只見布上三個工整字:梅綺旋。筆畫甚是秀麗,久宣蹙眉看了會兒,又看一眼阿梅,忽地改了主意。
魯牙子聽他說買了這口虧錢貨,也是驚住,不敢相信。回過神來興奮極了,一把摘了阿梅頭上草標,又猛地扯去阿梅衣衫,教久宣就地驗身,還去拉他褲子。阿梅難堪至極,死死拉住腰帶,久宣亦道:「不必看了,如此就好。」魯牙子卻道:「不成、不成,萬一有個什麼毛病,可不得找老婆子我算。」久宣無奈,握住阿梅手腕輕道:「我且看一眼罷,莫慌。」阿梅只好松開手來,教魯牙子剝了個精光。久宣隨意看了一圈,便著他穿衣,同魯牙子立契去。
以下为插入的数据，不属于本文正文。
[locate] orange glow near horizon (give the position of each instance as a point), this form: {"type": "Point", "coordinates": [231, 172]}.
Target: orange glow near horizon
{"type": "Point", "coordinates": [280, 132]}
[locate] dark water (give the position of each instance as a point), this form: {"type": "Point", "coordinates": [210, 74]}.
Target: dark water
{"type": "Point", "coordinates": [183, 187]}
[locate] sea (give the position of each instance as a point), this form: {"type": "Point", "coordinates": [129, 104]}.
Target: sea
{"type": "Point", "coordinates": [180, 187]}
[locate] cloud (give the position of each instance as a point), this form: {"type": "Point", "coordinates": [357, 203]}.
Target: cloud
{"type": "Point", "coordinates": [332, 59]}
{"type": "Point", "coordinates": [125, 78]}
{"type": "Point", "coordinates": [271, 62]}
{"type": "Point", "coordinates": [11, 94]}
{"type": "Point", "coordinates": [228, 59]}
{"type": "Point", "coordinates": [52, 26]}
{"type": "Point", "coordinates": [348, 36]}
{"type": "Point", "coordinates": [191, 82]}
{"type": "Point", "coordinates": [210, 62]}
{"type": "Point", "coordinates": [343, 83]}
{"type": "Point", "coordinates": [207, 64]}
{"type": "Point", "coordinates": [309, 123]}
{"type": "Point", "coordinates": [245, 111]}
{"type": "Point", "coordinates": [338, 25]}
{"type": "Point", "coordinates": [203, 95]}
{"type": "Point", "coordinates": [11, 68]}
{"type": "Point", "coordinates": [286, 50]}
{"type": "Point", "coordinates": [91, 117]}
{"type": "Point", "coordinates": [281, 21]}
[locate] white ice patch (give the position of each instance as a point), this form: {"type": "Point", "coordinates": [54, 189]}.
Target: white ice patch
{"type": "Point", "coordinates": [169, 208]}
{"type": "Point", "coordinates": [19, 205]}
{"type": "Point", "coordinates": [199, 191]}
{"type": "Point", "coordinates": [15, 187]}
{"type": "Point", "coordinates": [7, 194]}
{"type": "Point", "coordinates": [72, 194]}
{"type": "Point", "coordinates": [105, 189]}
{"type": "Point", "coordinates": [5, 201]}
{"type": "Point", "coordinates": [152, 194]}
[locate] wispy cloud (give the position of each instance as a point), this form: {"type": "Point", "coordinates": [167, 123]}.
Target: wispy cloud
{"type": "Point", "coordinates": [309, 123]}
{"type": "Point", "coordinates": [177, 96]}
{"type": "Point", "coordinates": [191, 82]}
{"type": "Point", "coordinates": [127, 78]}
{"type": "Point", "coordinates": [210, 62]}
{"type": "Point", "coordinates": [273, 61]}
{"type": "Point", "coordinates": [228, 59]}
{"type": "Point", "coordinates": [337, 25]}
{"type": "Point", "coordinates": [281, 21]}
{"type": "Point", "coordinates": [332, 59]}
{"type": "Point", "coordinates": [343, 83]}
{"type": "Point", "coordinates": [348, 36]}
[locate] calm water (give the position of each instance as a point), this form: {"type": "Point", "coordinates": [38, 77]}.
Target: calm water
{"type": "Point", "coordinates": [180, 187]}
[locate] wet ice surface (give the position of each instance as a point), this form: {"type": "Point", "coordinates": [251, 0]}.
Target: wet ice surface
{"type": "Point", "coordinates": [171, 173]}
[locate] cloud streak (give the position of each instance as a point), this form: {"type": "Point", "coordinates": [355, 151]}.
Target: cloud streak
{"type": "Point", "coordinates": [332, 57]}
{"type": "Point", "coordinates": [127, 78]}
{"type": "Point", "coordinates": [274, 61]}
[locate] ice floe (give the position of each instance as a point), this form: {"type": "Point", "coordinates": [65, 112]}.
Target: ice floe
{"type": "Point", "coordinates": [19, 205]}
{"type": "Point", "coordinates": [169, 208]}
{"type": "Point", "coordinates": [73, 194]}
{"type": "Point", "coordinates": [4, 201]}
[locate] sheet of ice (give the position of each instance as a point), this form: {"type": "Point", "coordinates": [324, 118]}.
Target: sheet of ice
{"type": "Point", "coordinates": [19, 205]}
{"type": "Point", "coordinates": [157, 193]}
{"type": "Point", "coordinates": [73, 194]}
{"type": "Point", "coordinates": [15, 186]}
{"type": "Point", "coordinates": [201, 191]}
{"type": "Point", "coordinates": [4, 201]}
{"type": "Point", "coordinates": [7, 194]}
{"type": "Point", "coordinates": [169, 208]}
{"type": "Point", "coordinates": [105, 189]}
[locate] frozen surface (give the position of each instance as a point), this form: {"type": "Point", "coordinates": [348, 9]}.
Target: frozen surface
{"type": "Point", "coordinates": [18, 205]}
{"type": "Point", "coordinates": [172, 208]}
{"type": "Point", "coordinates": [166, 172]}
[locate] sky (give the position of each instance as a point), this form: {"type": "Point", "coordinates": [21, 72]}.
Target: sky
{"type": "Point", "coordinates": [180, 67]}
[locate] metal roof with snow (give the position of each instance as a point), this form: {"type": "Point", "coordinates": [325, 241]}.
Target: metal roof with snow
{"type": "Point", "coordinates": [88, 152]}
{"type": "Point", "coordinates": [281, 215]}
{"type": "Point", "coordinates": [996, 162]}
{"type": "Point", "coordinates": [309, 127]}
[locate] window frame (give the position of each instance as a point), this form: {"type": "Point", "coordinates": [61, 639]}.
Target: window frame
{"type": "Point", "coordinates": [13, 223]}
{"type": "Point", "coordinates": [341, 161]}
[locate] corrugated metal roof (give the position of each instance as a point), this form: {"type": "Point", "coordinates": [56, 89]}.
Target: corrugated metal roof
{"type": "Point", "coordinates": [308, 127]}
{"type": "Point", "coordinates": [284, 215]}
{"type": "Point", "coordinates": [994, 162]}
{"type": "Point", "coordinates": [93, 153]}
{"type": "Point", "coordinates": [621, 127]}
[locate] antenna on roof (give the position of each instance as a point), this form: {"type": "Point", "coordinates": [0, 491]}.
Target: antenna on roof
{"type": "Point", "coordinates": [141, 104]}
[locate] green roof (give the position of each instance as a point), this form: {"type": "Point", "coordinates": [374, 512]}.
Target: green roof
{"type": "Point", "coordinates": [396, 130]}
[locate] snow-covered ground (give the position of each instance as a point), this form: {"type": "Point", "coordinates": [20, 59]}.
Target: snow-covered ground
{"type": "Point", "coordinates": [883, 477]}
如是交了數十兩銀,買得奴仆,久宣出門,正見華英館馬車前腳離去,遂領阿梅同回到大道上。久宣本要帶他回樓,幾日後再去城外宅子,然而今日心煩,只想出城散散心,便租來一匹馬兒。越王曾教久宣騎馬,久宣卻不曾帶過他人,只怕摔了,便教阿梅坐於身前,慢行出城,才揚鞭飛馳而去。
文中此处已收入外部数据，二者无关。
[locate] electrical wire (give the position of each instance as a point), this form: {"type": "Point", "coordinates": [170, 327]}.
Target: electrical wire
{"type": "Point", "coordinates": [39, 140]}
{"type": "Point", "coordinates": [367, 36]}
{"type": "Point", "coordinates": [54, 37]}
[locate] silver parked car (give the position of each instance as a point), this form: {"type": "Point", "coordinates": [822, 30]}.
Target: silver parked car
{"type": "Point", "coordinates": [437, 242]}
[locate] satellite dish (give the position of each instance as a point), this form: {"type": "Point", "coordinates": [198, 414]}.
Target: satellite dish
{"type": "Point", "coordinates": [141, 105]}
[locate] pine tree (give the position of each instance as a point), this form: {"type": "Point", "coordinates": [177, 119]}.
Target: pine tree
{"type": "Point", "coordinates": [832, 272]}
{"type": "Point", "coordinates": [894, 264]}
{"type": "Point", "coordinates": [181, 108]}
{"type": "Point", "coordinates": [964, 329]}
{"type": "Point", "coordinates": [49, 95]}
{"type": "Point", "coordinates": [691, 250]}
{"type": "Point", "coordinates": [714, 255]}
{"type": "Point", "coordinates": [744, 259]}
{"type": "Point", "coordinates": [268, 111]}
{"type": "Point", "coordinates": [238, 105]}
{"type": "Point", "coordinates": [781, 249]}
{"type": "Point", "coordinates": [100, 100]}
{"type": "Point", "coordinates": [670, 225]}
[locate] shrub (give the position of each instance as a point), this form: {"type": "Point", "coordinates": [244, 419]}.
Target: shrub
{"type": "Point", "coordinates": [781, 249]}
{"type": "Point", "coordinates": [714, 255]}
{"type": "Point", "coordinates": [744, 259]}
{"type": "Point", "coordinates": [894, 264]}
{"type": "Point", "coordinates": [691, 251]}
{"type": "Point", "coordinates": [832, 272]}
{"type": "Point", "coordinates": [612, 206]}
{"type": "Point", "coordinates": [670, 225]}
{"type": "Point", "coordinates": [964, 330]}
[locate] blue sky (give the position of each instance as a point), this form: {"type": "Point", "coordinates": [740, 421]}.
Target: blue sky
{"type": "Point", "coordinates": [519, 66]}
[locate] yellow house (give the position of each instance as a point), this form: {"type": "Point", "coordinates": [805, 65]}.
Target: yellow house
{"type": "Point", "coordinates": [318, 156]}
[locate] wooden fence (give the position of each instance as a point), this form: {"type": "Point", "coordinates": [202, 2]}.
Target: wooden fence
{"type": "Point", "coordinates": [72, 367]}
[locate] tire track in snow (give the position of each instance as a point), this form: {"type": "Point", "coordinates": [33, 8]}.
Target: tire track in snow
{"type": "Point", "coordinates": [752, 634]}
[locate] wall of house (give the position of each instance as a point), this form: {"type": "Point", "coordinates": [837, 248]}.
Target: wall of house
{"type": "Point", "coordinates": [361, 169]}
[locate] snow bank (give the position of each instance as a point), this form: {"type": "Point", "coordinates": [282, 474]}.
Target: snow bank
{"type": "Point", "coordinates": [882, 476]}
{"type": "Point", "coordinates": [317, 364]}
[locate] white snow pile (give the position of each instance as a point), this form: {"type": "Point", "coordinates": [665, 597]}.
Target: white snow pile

阿梅在人市待了數月,體虛力弱,不堪一路顛簸,到得門外已然氣喘吁吁。久宣徑自取鑰匙開門,自夏至初來,至今仨月他來得甚少,倒是越王常來,每次添置些家具器物,已布置得有模有樣。只是清掃不及,如今皆落了薄塵。
久宣往西院水井打了桶水,喚阿梅清洗一番,又入廂房,自衣櫥翻得一件新衣,教阿梅換上。越王命人做得許多新衣放置於此,皆是他與久宣尺寸,輕綢滑緞,阿梅捧在手里,詫異看向久宣。久宣則道:「也無別的衣裳,你就穿罷。」
待他換罷,久宣坐正廳之中,著阿梅來。桌上放了些點心油餅,久宣心知越王未囤糧食,方才市集買了吃食帶來。久宣分與阿梅,鄭重其事說道:「此處偏遠,我不常來,宅子主人亦不常來。你只管打掃各處,莫教蟲蛀鼠咬便好,平日里,理理花草也無妨。你若有何需求,寫與我知,吃穿一切不會苦你。唯有倆事,一不得偷盜偷跑、二不得與他人提起此地。不妨與你明說,我藍久宣識得官貴,你既已簽契賣身於我,若然出逃,便作罪犯,天涯海角亦尋得到你。其二,若泄露此地,你不能言,便是逼我折斷你十根指頭,教你寫也不得;廢你雙目雙腿,教你帶路不得。」
久宣本非惡人,只不知阿梅本性是好是壞,才放狠話。又見阿梅餓得厲害、吃得著急,於心不忍,忙喚他慢些,又道:「總而言之,這宅子交予你照料,平日也算清閑。只要你不起歹心,自不虧待你。」阿梅抬頭,會意頷首。
吃罷,久宣往西院去,那邊一間小屋,給了阿梅。兩人收拾房間,又四處走了一圈,看看缺些甚麼,罷了久宣出門策馬而去。越王曾說山後東邊數里,有個村落,久宣尋路半天,終是找見,買得吃食糧油與常用物,馱在馬背回來。
阿梅吃過,稍恢復些力氣,久宣打發他擺物去,自己則進了東廂房。此處已布置妥當,墻上還掛了琴劍,久宣撫去,思念越王,不由得輕笑。昨日中秋,越王本要遣人來接久宣,誰料宮中召越王、衛王攜兩位王妃赴宴,只得作罷。